Os transtornos mentais são uma das
principais causas de incapacidade e dependência, podendo predizer tanto a
inaptidão física quanto a social, além de representarem um enorme fator de risco
para todas as causas de mortalidade, principalmente em pessoas com depressão e
esquizofrenia. Síndromes e sintomas medicamente inexplicáveis como dor, fadiga
e tontura também estão fortemente associados a condições neuropsiquiátricas,
assim como doenças não transmissíveis, à exemplo de diabetes e doenças
cardíacas. Além disso, desordens psiquiátricas podem significar maior risco de
contração de doenças transmissíveis como AIDS e tuberculose.

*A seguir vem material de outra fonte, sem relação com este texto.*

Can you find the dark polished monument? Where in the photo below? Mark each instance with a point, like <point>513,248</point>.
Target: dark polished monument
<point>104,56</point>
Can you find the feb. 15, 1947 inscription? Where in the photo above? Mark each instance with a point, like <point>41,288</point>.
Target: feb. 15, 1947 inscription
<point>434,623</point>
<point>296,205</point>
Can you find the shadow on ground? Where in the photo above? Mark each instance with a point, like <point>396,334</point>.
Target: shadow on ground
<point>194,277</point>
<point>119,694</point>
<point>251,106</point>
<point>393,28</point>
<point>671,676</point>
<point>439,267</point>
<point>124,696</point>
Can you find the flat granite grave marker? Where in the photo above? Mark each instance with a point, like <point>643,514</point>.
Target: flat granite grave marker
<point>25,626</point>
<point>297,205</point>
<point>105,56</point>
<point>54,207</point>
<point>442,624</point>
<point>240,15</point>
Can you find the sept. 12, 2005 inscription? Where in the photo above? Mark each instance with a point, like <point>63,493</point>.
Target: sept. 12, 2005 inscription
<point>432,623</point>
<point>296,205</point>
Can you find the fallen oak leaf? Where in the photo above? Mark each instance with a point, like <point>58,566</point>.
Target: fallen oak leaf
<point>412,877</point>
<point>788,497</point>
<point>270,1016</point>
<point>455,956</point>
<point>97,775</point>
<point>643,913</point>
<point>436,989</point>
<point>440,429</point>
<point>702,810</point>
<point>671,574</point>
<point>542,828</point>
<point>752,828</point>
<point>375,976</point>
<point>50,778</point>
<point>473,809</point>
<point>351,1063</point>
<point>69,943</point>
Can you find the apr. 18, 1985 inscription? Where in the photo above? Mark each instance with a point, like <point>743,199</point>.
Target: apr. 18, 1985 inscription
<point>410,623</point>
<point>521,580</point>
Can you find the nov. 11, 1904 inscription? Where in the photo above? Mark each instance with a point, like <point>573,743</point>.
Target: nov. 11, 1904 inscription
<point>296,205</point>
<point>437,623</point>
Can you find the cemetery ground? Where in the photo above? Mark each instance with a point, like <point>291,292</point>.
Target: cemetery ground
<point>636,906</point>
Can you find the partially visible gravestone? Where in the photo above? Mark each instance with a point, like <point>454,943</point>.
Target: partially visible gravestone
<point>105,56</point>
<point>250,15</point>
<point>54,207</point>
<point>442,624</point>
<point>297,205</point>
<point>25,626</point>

Fatores socioeconômicos são
determinantes para a saúde mental, de maneira que mulheres representam um grupo
de maior risco nesse quesito, possivelmente por conta da desigualdade social
entre os gêneros. Assim, estados neuropsicológicos podem estar associados a
efeitos na saúde reprodutiva, de forma que transtornos mentais podem causar
morbidade ginecológica, e vice-versa. Consequentemente, mães que sofrem com
psicopatologias podem ter bebês prematuros ou abaixo do peso esperado, assim
como existe o maior risco de mortalidade infantil para crianças cujas mães se
encontram sob essas condições. A relação entre mãe e filho também pode ser
severamente afetada e o desenvolvimento psicológico e físico da criança pode
ser comprometido.
Problemas de saúde mental são tanto
causa como consequência de lesões acidentais e intencionais, de forma que
qualquer esforço para controle e prevenção deve levar em conta questões
psicológicas. Da mesma maneira, comportamentos violentos e lesões compõem um
importante fator de risco para a desordem mental, como por exemplo o
desenvolvimento de transtorno de estresse pós-traumático como uma consequência
de lesão não intencional ou a depressão maternal como potencializadora do risco
de lesão infantil, que pode resultar em transtornos psiquiátricos e
comportamento suicida.
Transtornos neuropsicológicos também podem atrasar a o diagnóstico,
diminuir a procura por ajuda profissional e dificultar a aderência ao
tratamento, o que pode levar ao agravamento das condições gerais de saúde, bem
como acelerar a progressão de determinados estados de doença. Ademais, a
desvalorização da saúde mental constitui um obstáculo para o alcance de
importantes metas de desenvolvimento, como igualdade de gênero, melhoria da
saúde maternal, redução da mortalidade infantil e diminuição da disseminação de
doenças perigosas. Portanto, é primordial incluir a saúde mental no atual
quadro social e das políticas de saúde, trabalhando para diminuir as
ineficiências do sistema, de forma que intervenções dessa dimensão sejam integradas
às práticas de cuidados primário e secundário. Tratamentos básicos e
profissionais treinados devem ser disponibilizados em todos os níveis do
sistema de saúde para proporcionar um acompanhamento diário e diminuir as
desigualdades no acesso de pessoas com transtornos neuropsiquiátricos a
cuidados de qualidade.
Para que esses objetivos sejam
alcançados é preciso aumentar as evidências da interação entre saúde mental e
as demais condições de saúde. Conjuntamente, investigar mais à fundo os
mecanismos subjacentes à essa interação, para que então medidas interventivas
efetivas sejam desenvolvidas e adotadas. Nesse sentido, as intervenções
psicológicas têm se mostrado de grande valor e apresentam resultados
satisfatórios, o que destaca a importância do campo da psicologia para o
estreitamento das relações entre saúde física e mental, em especial a
psicologia da saúde, a qual pode atuar no desenvolvimento de modalidades de cuidado
mais eficazes e ampliar os conhecimentos já existentes no campo científico.